In Berlin, politicians and officials defended the short-selling ban, saying that Michel Barnier, the European commissioner with responsibility for the financial markets, had made clear that there would not be draft legis-lation at EU level until October at the earliest. The government wanted to show it could “follow up its words with actions”, according to sources in Berlin.

On the same day, Angela Merkel also promised to push for a tax on financial transactions at global level, in line with demands made by the opposition parties and some of her own parliamentarians.

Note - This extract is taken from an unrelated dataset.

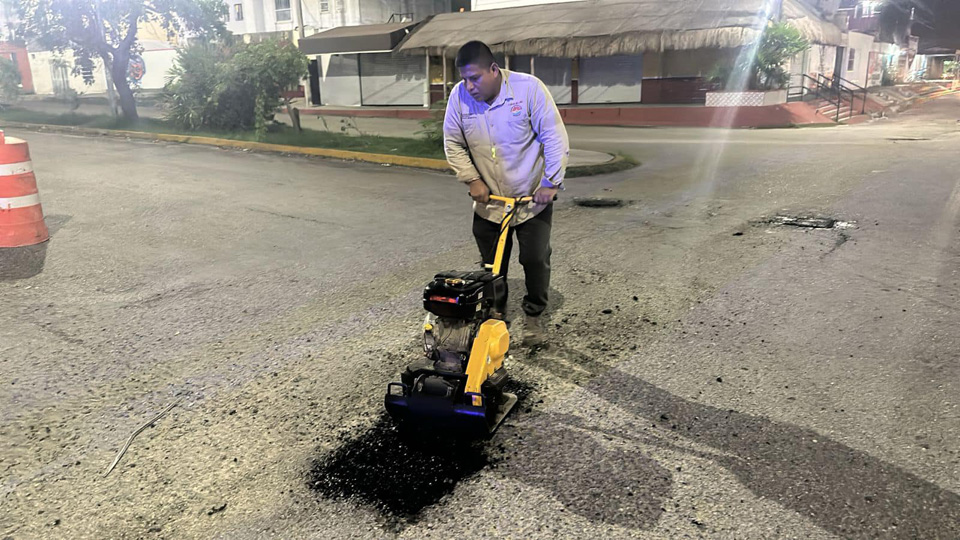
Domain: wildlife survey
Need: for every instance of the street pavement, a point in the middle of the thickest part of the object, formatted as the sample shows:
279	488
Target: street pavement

The main motivation for the short-selling ban was to boost support among German law-makers ahead of a vote on Germany's contribution to a eurozone stabilisation fund of €750 billion. The ban attempted to shift some of the blame for the eurozone's woes to financial speculators. The Social Demoratic Party and the Greens abstained from the vote in the federal parliament on Friday (21 May), having criticised Merkel's government for being slow to act. Some of her own party voted against the package, opposing the use of German taxpayers' funds to bail out profligate eurozone countries in southern Europe. Domestic political considerations clearly won out over the ideal of co-ordinated EU position.

SLOWING DOWN THE EU

11 February 2010: EU leaders agree to support Greece if it asks for help, but do not give figures. õ 15 March: Eurozone finance ministers agree outline of aid package for Greece, but still no figures.

25 March: Eurozone leaders agree joint rescue package for Greece with International Monetary Fund. No precise figures but eurozone to provide two-thirds of total.

11 April: Eurozone finance ministers agree €30 billion rescue package for Greece.

23 April: Greek Prime Minister George Papandreou asks for activation of aid package.

2 May: Greek prime minister agrees new terms with eurozone members and the IMF. Eurozone finance ministers agree Greece has met conditions for aid package.

7 May: Eurozone leaders meet to discuss Greece and agree to set up a €750bn eurozone stabilisation package with the IMF. õ 9 May: Elections in North Rhine-Westphalia; ruling CDU-FDP coalition loses majority.

10 May: Finance ministers agree stabilisation fund.